POTENTIALLY A GOOD POST ON UBER ECONOMICS BUT MARRED BY SLOPPY REFERENCES TO THE INVISIBLE HAND
“Why we cannot wait for an Invisible hand. Its Time to Rewrite the Rules of The Economy”
“To survive, the game of business needs to update
its rules”
“To survive, the game of business needs to update
its rules”
“Many simplistic apologists for the capitalist system celebrate disruption and assume that while messy, it will all work out for the best if we just let “the invisible hand” do its work.”
Comment
Yet Tim O’Reilly does not inform us what the “invisible hand” actually does, as if everybody knows and does not need to be told.
Adam Smith applied the metaphor of an invisible hand to a wholly unconnected activity than to those which modern economists apply it to (some apply it to everything, and following Paul Samuelson, 1948, even to “selfish’ behaviours!).
O’Reilly continues: “This is true, if we correctly understand the invisible hand.”
Comment
But still no explanation of what the ‘invisible hand’ does!
“The law of supply and demand does not describe some magical force, but the way that players of the game fight for competitive advantage. There are games within games.”
Comment
If supply and demand are not ‘magical’, why is the ‘invisible hand’ magical?
O'Reilly: “As Adam Smith put it,
“It is not from the benevolence of the butcher, the brewer, or the baker that we expect our dinner, but from their regard to their own interest. We address ourselves, not to their humanity but to their self-love, and never talk to them of our own necessities but of their advantages.”
Comment
O’Reilly takes this quotation from Smith’s Wealth of Nations which is about the negotiations between a buyer and three sellers of domestic goods, not about the “law” of suppply and demand, nor about the unstated explanation of what the metaphor of the “invisible hand” is supposed to contribute to our understanding.
O'Reilly:The invisible hand became very visible indeed by way of bitter strikes, and then transcended the market into the political process with the National Labor Relations Act of 1935 (the Wagner Act), the Labor Management Relations Act of 1947 (Taft-Hartley), and state “right to work laws.” …
Comment Smith's metaphor of 'an invisible hand' was not about 'bitter strikes' - not a common feature of 18th century Scotland.

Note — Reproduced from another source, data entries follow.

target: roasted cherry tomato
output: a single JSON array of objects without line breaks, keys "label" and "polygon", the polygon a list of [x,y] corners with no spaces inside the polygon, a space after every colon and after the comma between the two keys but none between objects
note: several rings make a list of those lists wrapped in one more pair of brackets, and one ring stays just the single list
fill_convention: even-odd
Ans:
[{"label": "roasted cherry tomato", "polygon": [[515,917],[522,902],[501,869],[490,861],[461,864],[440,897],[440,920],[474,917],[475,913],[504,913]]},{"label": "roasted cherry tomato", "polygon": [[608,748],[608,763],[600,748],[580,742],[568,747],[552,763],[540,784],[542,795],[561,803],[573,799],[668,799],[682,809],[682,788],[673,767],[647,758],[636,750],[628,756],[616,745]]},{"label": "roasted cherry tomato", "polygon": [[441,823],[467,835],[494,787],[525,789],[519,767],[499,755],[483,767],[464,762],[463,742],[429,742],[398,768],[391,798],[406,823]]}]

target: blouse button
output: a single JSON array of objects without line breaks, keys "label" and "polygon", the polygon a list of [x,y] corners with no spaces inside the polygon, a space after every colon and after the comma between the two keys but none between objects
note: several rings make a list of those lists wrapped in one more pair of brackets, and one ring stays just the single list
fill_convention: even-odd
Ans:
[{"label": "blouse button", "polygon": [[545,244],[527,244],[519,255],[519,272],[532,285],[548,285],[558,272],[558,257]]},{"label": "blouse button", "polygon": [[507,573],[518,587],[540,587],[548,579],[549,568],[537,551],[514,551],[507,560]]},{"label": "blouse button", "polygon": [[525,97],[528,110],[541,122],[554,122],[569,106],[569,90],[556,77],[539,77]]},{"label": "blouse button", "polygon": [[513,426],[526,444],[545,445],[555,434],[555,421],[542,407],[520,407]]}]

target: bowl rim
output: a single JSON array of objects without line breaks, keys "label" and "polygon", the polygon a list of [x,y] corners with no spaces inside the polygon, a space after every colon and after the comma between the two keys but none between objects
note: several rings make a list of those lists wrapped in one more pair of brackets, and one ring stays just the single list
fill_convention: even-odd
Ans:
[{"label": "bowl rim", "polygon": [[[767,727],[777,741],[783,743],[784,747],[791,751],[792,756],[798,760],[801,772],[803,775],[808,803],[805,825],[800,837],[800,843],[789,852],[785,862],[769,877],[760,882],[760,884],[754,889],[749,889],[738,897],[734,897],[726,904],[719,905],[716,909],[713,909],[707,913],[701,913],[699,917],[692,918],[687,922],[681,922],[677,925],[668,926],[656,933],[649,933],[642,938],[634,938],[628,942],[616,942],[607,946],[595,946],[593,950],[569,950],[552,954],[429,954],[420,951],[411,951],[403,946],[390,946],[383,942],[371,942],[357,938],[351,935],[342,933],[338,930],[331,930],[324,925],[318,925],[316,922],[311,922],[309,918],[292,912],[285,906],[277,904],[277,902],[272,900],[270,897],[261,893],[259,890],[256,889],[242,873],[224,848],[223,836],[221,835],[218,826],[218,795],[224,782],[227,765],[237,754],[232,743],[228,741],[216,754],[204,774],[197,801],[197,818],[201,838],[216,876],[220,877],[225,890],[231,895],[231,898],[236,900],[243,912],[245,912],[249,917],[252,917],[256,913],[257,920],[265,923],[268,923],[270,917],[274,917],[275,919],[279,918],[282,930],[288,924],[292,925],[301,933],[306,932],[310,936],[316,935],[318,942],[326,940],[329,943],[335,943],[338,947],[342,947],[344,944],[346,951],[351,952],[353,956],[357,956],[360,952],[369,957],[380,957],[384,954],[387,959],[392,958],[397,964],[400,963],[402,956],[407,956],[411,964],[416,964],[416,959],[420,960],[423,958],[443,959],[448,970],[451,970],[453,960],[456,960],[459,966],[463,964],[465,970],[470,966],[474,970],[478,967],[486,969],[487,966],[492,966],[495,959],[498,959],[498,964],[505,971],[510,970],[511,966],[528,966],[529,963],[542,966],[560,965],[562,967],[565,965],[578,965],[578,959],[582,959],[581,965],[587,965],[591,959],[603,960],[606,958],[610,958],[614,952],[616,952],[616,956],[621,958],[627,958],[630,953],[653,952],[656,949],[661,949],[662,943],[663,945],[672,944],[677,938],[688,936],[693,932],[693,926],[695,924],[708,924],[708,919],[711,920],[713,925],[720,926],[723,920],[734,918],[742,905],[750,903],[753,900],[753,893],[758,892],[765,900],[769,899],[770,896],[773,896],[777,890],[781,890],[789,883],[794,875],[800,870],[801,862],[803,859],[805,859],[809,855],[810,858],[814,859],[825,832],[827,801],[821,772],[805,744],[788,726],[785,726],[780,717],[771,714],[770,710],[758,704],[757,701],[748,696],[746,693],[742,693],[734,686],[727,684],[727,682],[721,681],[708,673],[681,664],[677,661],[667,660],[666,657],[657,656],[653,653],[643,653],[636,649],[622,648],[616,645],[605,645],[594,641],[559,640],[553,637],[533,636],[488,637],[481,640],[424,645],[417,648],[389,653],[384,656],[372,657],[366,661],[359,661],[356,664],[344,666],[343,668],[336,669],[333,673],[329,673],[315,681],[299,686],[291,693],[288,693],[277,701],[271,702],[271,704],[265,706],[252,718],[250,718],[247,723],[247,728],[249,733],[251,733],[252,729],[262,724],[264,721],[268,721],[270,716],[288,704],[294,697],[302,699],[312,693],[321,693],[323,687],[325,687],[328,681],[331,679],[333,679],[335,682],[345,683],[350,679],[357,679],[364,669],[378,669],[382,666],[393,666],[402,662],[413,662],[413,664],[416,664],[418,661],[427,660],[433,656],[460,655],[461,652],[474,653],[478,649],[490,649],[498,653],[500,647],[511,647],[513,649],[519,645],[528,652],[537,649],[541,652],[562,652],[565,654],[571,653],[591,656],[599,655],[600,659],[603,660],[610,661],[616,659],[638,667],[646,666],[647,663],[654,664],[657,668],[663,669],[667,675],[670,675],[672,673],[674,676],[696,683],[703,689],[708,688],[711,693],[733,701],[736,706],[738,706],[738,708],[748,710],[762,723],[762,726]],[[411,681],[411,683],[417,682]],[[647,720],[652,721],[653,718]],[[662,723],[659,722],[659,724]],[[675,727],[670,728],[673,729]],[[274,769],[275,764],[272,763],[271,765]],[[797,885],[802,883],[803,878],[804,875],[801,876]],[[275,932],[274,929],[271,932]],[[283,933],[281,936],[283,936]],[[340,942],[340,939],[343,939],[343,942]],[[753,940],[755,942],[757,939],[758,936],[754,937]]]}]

O'Reilly: I am confident that the invisible hand will do its work. But not without a lot of struggle. The political convulsions we’ve seen in the UK and now in the US are a testament to the difficulties we face if we let the invisible hand struggle through normal channels! We are heading into a very risky time.”
Comment
Yes, but what “work” does the “invisible hand” do? To let the “invisible hand struggle” we have to know what it does!
O'Reilly: Moreover “the difficulties we face if we let the invisible hand struggle through normal channels”.
Comment
'Difficulties can only be 'faced' if we know what the ”invisible hand” does. To “face” the right way we have to know where we have to look for it.
O’Reilly had led us into a muddle. He has a vision of an “invisible hand” which he does no share with us.
I know what Adam Smith meant by his use of the metaphor and I know that modern economists think they know what Smith meant, but I also know that modern economists are quite wrong in what they think they know. It appears O’Reilly shares their views.